The National Treasury Employees Union, as part of its legislative conference this week, sees IRS funds in the Inflation Reduction Act as a crucial part of rebuilding the agency’s workforce and modernizing its legacy IT.
NTEU National President Tony Reardon told reporters on Monday that the legislation puts the IRS in the rare position of having “good news” to share about the state of its budget.
“The investments that are coming from the Inflation Reduction Act are needed in the worst way,” Reardon said.
The IRS has focused on first spending this money to improve its level of customer experience to taxpayers. The agency answered about 13% of calls from taxpayers seeking help with their returns last year, but in this year’s filing season, the IRS has been answering about 90% of incoming calls.
NTEU National Vice President Doreen Greenwald said the IRS still needs to staff up Taxpayer Assistance Centers and is also looking ahead to next year’s filing season to make additional improvements to taxpayer service.
“The initial actions right now are to just get things going back to a normal level before they can even look at what’s going to happen with the funding,” Greenwald said.

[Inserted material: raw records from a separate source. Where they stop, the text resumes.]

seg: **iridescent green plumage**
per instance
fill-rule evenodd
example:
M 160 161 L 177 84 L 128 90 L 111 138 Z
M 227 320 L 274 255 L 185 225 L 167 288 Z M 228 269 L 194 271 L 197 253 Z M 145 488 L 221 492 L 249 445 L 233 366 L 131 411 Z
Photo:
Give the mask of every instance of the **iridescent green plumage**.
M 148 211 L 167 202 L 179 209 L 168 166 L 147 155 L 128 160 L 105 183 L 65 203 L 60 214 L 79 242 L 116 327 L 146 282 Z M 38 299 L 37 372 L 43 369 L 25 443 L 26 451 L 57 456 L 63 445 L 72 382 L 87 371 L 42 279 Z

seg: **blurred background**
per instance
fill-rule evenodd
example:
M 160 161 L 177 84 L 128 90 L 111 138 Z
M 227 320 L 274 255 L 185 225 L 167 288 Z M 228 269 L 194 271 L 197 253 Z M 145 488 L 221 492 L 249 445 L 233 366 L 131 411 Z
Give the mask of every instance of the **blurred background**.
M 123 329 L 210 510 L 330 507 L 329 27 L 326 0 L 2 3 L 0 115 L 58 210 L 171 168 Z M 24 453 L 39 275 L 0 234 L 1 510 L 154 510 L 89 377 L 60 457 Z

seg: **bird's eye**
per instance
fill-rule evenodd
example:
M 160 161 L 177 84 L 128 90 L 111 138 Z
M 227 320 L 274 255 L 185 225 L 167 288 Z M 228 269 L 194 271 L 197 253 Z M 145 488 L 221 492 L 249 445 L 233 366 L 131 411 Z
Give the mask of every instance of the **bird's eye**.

The IRS expects to soon release a plan outlining how the agency plans to spend the rest of the $80 billion.
While NTEU expects the IRS to encounter a “challenging environment” with a Republican majority in the House, Reardon said he doesn’t expect Republican lawmakers will try to claw back the $80 billion for the IRS as part of upcoming debt ceiling negotiations.
“I’ve sort of maintained all along that they’re not going to be successful really taking the money directly from the Inflation Reduction Act. But instead, what they’ll do is, over time, continue to attack to the extent that they can the annual appropriations and sort of, in a less direct way, claw back the money,” Reardon said.
The IRS with its new resources is looking to significantly ramp up hiring, and seeing some early successes. The agency hired about 5,000 customer service representatives last year, and is expected to hire just as many this year.
“The benefit of having this funding is so often, the IRS has not been able to make strategic plans to rebuild and restructure, both in staffing and IT and customer service, because year after year, their funding was cut, and many times they couldn’t even fill the valid positions that they needed to serve as taxpayers,” Greenwald said.
IRS has been successful hiring customer service representatives because those jobs generally pay better than submission processing positions. Greenwald said the IRS is also able to offer telework to customer service representatives, which helps the agency compete with private-sector employers that are often able to pay more.
“If you take away those kinds of benefits from people, still not pay them what they’re getting at a Target or a Walmart, good luck filling these jobs,” she said.
Reardon said the IRS should be able to rely on governmentwide tools such as hiring incentives and Special Salary Rates for positions that are harder to fill. Reardon said NTEU has made these recommendations to both IRS and Treasury Department leadership.
“There is often a lack of knowledge in human capital office operations,” Reardon said. “They don’t understand how those things work and how they can actually put those in place and implement them. And so I think it’s important, because if you’re going to get people hired — and they need to — you’ve got to be able to do some of those kinds of things.”
Greenwald said the IRS will also need to staff up its human capital office to sustain long-term hiring efforts across the agency.
“They’ve relied heavily on direct hire events to fill things quickly. But to be a successful organization going forward, you have to have an organization that can do that routinely, and in a reasonable period of time,” Greenwald said.
Doreen said the IRS has made “marked improvements” to taxpayer service this year, and that the agency, dealing with fewer paper-based tax returns this year, is getting refund checks out to taxpayers more quickly.
However, Reardon said it’s going to take more time for the IRS time to resolve some of its challenges.
“It is going to be, and is imperative, that the IRS level-set people’s expectations. So you’ve got access to all this money, it’s doesn’t mean that tomorrow, all the problems are solved. It’s going to take time to fix and rebuild,” Reardon said.